Reporting Marc James
Here we go again, Red Sox vs.Yankees; Celtics vs. Lakers; Rolls Royce vs. Bentley; BMW vs. Mercedes; Auburn vs. Alabama; Paris Hilton vs. intelligence; Brooke Hogan vs. talent; Rosie O’Donnell vs. Weight Watchers; Charlie Sheen vs. sanity and the rest of the world. You get the picture, right? To quote the Hall of Fame Ambassador of College Basketball Dick Vitale: “It’s DUKE vs. CAROLINA BABY! ARE YOU SERIOUS?”
This isn’t a typical Tar Heel powerhouse team from yesteryear with play makers like Tyler Hansbrough, Ty Lawson and company, but it’s still UNC vs. Duke. This game has defined the sport of college basketball for generations. People around the nation and the world stop what they’re doing to watch this epic rivalry. And everyone knows you can throw out records and rankings in rivalry games. See March 4th, 2006, when the aforementioned “Psycho T.” went into Cameron his freshman year and upset J.J. Redick and Sheldon Williams on Senior Night.

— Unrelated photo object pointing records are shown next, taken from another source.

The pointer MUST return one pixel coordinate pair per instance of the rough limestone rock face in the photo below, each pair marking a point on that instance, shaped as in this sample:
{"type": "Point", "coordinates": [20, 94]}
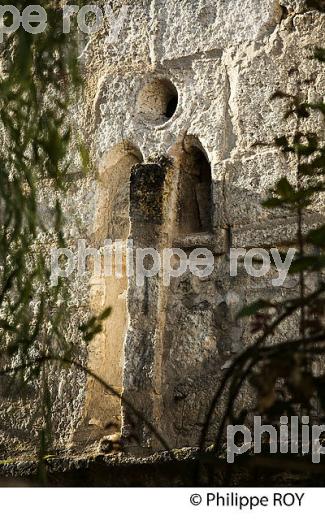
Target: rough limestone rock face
{"type": "Point", "coordinates": [179, 122]}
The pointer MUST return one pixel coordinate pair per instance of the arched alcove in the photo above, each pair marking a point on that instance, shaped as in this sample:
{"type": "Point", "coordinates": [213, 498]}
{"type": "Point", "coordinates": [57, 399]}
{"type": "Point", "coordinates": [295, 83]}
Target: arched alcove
{"type": "Point", "coordinates": [194, 200]}
{"type": "Point", "coordinates": [106, 352]}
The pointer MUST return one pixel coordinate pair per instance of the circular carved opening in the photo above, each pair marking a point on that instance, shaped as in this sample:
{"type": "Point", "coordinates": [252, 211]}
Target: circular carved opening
{"type": "Point", "coordinates": [157, 101]}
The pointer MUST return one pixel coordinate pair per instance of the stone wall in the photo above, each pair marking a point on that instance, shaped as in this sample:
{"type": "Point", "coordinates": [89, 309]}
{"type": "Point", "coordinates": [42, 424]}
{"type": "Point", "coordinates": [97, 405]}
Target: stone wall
{"type": "Point", "coordinates": [187, 83]}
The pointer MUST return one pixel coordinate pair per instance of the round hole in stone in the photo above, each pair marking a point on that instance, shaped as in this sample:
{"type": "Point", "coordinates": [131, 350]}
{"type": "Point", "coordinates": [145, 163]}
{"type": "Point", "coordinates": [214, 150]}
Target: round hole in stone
{"type": "Point", "coordinates": [157, 101]}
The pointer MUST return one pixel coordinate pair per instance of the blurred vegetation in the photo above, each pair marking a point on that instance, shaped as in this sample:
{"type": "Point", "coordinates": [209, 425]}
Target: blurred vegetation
{"type": "Point", "coordinates": [286, 377]}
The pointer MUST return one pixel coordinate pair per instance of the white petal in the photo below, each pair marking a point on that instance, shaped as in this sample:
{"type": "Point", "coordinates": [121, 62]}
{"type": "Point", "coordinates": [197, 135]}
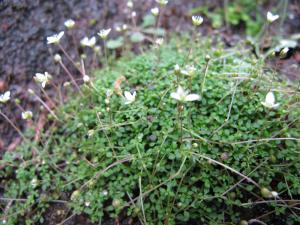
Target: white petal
{"type": "Point", "coordinates": [7, 95]}
{"type": "Point", "coordinates": [134, 94]}
{"type": "Point", "coordinates": [270, 98]}
{"type": "Point", "coordinates": [192, 97]}
{"type": "Point", "coordinates": [180, 91]}
{"type": "Point", "coordinates": [128, 95]}
{"type": "Point", "coordinates": [175, 96]}
{"type": "Point", "coordinates": [60, 34]}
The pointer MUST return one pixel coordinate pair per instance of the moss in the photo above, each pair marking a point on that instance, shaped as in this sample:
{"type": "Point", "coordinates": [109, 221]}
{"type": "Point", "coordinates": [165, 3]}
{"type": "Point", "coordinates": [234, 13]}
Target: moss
{"type": "Point", "coordinates": [131, 159]}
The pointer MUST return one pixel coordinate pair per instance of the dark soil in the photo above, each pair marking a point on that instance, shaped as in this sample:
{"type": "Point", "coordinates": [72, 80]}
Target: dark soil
{"type": "Point", "coordinates": [24, 26]}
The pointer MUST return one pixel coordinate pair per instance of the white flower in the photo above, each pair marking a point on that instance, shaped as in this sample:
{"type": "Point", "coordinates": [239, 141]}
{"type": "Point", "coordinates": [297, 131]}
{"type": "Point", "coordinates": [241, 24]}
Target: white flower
{"type": "Point", "coordinates": [54, 39]}
{"type": "Point", "coordinates": [34, 182]}
{"type": "Point", "coordinates": [105, 192]}
{"type": "Point", "coordinates": [159, 41]}
{"type": "Point", "coordinates": [271, 17]}
{"type": "Point", "coordinates": [189, 70]}
{"type": "Point", "coordinates": [122, 28]}
{"type": "Point", "coordinates": [88, 42]}
{"type": "Point", "coordinates": [197, 20]}
{"type": "Point", "coordinates": [91, 133]}
{"type": "Point", "coordinates": [104, 33]}
{"type": "Point", "coordinates": [270, 101]}
{"type": "Point", "coordinates": [183, 96]}
{"type": "Point", "coordinates": [162, 2]}
{"type": "Point", "coordinates": [177, 68]}
{"type": "Point", "coordinates": [109, 93]}
{"type": "Point", "coordinates": [133, 14]}
{"type": "Point", "coordinates": [129, 98]}
{"type": "Point", "coordinates": [274, 194]}
{"type": "Point", "coordinates": [27, 115]}
{"type": "Point", "coordinates": [57, 58]}
{"type": "Point", "coordinates": [42, 78]}
{"type": "Point", "coordinates": [69, 23]}
{"type": "Point", "coordinates": [284, 52]}
{"type": "Point", "coordinates": [130, 4]}
{"type": "Point", "coordinates": [86, 79]}
{"type": "Point", "coordinates": [155, 11]}
{"type": "Point", "coordinates": [5, 97]}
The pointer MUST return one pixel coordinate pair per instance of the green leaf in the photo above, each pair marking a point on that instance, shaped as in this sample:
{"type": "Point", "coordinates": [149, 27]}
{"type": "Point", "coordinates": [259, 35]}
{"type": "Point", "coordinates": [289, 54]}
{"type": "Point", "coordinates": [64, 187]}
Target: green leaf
{"type": "Point", "coordinates": [155, 31]}
{"type": "Point", "coordinates": [137, 37]}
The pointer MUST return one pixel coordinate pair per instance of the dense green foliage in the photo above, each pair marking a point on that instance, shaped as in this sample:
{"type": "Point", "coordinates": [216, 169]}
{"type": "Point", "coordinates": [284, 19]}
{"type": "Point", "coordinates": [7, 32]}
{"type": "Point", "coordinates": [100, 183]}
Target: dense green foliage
{"type": "Point", "coordinates": [137, 159]}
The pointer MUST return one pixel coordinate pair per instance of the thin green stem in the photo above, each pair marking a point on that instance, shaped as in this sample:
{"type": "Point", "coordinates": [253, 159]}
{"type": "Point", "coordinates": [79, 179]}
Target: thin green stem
{"type": "Point", "coordinates": [12, 124]}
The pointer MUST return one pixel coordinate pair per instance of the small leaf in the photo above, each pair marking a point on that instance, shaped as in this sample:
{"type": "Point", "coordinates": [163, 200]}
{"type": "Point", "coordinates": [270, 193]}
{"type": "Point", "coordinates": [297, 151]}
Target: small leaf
{"type": "Point", "coordinates": [115, 43]}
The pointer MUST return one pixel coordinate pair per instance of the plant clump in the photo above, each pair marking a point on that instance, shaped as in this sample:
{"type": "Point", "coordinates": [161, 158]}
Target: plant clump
{"type": "Point", "coordinates": [172, 136]}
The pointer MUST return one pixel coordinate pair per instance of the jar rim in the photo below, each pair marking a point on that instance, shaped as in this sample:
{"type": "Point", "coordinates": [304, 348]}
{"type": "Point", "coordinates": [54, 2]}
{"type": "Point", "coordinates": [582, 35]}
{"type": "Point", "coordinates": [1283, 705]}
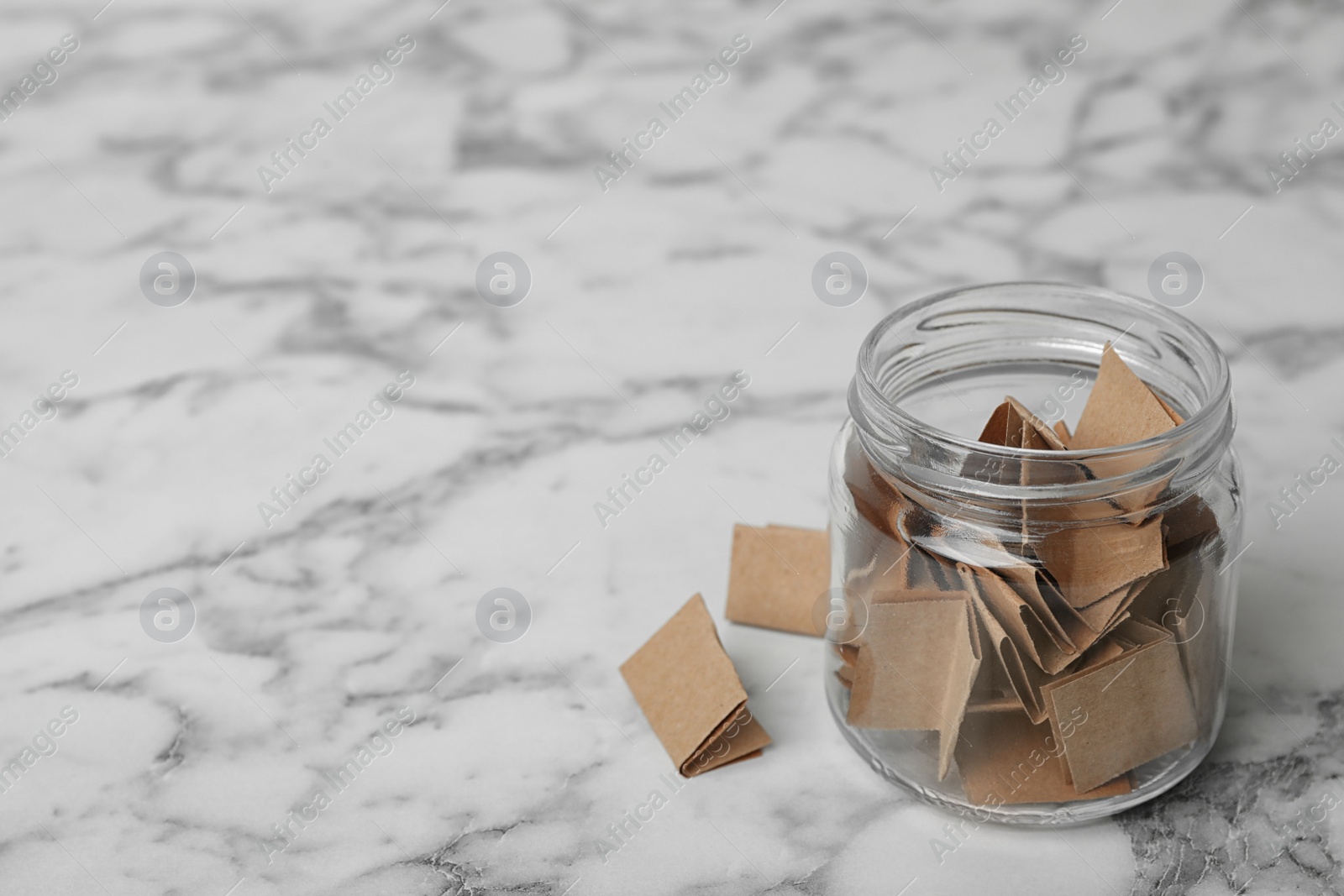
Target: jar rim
{"type": "Point", "coordinates": [1195, 336]}
{"type": "Point", "coordinates": [996, 320]}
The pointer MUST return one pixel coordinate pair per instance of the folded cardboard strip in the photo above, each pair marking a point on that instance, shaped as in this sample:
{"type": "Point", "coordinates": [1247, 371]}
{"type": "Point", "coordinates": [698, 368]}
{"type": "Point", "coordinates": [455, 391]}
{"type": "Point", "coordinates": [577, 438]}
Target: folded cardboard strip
{"type": "Point", "coordinates": [1005, 759]}
{"type": "Point", "coordinates": [776, 577]}
{"type": "Point", "coordinates": [1122, 410]}
{"type": "Point", "coordinates": [691, 694]}
{"type": "Point", "coordinates": [1093, 560]}
{"type": "Point", "coordinates": [914, 671]}
{"type": "Point", "coordinates": [1133, 705]}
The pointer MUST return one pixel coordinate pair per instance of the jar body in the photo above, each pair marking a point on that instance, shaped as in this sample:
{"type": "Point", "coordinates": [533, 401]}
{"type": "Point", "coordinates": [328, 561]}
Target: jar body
{"type": "Point", "coordinates": [1026, 638]}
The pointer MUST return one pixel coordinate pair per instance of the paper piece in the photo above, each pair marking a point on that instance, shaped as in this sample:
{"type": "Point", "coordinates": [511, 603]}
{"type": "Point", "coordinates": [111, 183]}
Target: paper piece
{"type": "Point", "coordinates": [1014, 426]}
{"type": "Point", "coordinates": [1025, 678]}
{"type": "Point", "coordinates": [1106, 613]}
{"type": "Point", "coordinates": [996, 705]}
{"type": "Point", "coordinates": [1084, 626]}
{"type": "Point", "coordinates": [1129, 710]}
{"type": "Point", "coordinates": [1189, 526]}
{"type": "Point", "coordinates": [1120, 410]}
{"type": "Point", "coordinates": [846, 676]}
{"type": "Point", "coordinates": [1090, 562]}
{"type": "Point", "coordinates": [914, 671]}
{"type": "Point", "coordinates": [777, 575]}
{"type": "Point", "coordinates": [1030, 625]}
{"type": "Point", "coordinates": [1005, 759]}
{"type": "Point", "coordinates": [691, 694]}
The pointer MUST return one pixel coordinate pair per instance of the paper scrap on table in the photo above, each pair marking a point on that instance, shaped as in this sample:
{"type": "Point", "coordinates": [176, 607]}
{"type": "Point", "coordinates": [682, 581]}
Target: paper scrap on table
{"type": "Point", "coordinates": [1136, 707]}
{"type": "Point", "coordinates": [1005, 759]}
{"type": "Point", "coordinates": [1014, 426]}
{"type": "Point", "coordinates": [777, 575]}
{"type": "Point", "coordinates": [914, 671]}
{"type": "Point", "coordinates": [691, 694]}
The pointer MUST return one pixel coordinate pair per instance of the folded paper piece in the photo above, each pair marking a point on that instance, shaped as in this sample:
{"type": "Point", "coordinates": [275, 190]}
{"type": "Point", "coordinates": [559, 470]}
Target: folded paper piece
{"type": "Point", "coordinates": [1025, 678]}
{"type": "Point", "coordinates": [1136, 707]}
{"type": "Point", "coordinates": [1014, 426]}
{"type": "Point", "coordinates": [1005, 759]}
{"type": "Point", "coordinates": [914, 671]}
{"type": "Point", "coordinates": [1028, 622]}
{"type": "Point", "coordinates": [777, 575]}
{"type": "Point", "coordinates": [691, 694]}
{"type": "Point", "coordinates": [1093, 560]}
{"type": "Point", "coordinates": [1121, 409]}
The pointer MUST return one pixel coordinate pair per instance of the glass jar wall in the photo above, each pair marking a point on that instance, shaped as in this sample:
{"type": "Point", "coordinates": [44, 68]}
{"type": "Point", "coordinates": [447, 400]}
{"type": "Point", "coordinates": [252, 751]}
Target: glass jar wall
{"type": "Point", "coordinates": [1032, 634]}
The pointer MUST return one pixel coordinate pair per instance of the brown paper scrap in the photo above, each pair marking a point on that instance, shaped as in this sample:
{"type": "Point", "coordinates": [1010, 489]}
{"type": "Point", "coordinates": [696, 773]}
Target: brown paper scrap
{"type": "Point", "coordinates": [1135, 707]}
{"type": "Point", "coordinates": [1090, 562]}
{"type": "Point", "coordinates": [1032, 626]}
{"type": "Point", "coordinates": [1120, 410]}
{"type": "Point", "coordinates": [1082, 626]}
{"type": "Point", "coordinates": [1105, 614]}
{"type": "Point", "coordinates": [691, 694]}
{"type": "Point", "coordinates": [1005, 759]}
{"type": "Point", "coordinates": [916, 669]}
{"type": "Point", "coordinates": [777, 575]}
{"type": "Point", "coordinates": [1014, 426]}
{"type": "Point", "coordinates": [1025, 678]}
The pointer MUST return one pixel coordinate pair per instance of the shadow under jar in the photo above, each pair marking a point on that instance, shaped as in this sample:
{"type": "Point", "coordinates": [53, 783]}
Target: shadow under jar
{"type": "Point", "coordinates": [1032, 636]}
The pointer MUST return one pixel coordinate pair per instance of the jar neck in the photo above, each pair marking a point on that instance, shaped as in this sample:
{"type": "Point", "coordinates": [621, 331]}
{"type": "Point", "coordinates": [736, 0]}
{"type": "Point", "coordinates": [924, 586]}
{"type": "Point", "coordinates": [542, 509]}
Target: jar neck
{"type": "Point", "coordinates": [961, 335]}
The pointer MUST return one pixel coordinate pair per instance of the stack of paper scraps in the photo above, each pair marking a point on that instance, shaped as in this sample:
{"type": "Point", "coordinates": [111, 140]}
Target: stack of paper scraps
{"type": "Point", "coordinates": [1045, 667]}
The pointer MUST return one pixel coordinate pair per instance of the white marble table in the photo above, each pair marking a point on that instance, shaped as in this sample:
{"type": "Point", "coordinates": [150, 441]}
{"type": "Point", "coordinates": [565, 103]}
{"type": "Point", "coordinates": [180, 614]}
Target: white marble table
{"type": "Point", "coordinates": [354, 609]}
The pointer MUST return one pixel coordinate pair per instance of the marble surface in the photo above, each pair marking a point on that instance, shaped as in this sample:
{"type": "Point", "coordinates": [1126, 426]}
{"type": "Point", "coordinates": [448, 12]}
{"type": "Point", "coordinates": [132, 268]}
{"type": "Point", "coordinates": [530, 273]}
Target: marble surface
{"type": "Point", "coordinates": [358, 602]}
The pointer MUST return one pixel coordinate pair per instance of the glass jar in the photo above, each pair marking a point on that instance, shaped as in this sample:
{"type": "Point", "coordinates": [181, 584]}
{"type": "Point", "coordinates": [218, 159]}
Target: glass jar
{"type": "Point", "coordinates": [1032, 636]}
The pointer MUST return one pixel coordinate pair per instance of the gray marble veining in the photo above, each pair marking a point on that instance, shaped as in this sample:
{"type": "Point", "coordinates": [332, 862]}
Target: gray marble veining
{"type": "Point", "coordinates": [323, 627]}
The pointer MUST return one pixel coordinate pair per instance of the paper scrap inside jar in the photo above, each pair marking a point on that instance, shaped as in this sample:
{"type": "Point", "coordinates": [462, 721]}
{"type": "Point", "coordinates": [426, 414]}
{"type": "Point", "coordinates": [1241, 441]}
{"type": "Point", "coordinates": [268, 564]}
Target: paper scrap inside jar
{"type": "Point", "coordinates": [691, 694]}
{"type": "Point", "coordinates": [1089, 644]}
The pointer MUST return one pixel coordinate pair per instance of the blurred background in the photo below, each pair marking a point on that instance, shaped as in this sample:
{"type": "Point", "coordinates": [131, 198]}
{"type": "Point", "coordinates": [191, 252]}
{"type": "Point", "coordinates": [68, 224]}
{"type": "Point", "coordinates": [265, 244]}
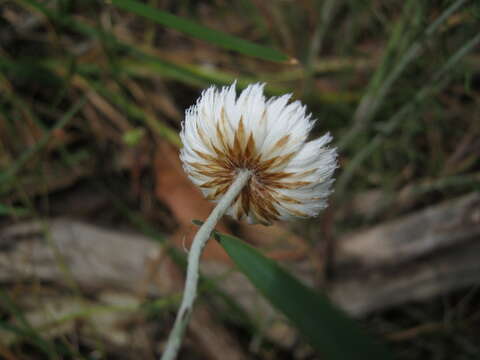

Whether you live in Missoula, Montana, Grand Forks, North Dakota, or Bangor, Maine, you will be mesmerized by the pageantry, hostility, and INSANITY that is Duke-North Carolina. If you don’t even care for college basketball until Selection Sunday gives the brackets for your office tournament pool, it you are going to ONLY watch ONE game a season, it must be Duke-North Carolina. If you could only watch one mafia movie, it would be The Godfather or Goodfellas. This is the EPICENTER of college basketball.
On behalf of the entire population of the GREAT State of North Carolina and the rest of humanity, it’s DUKE-UNC and there’s absolutely NO place I’d rather be.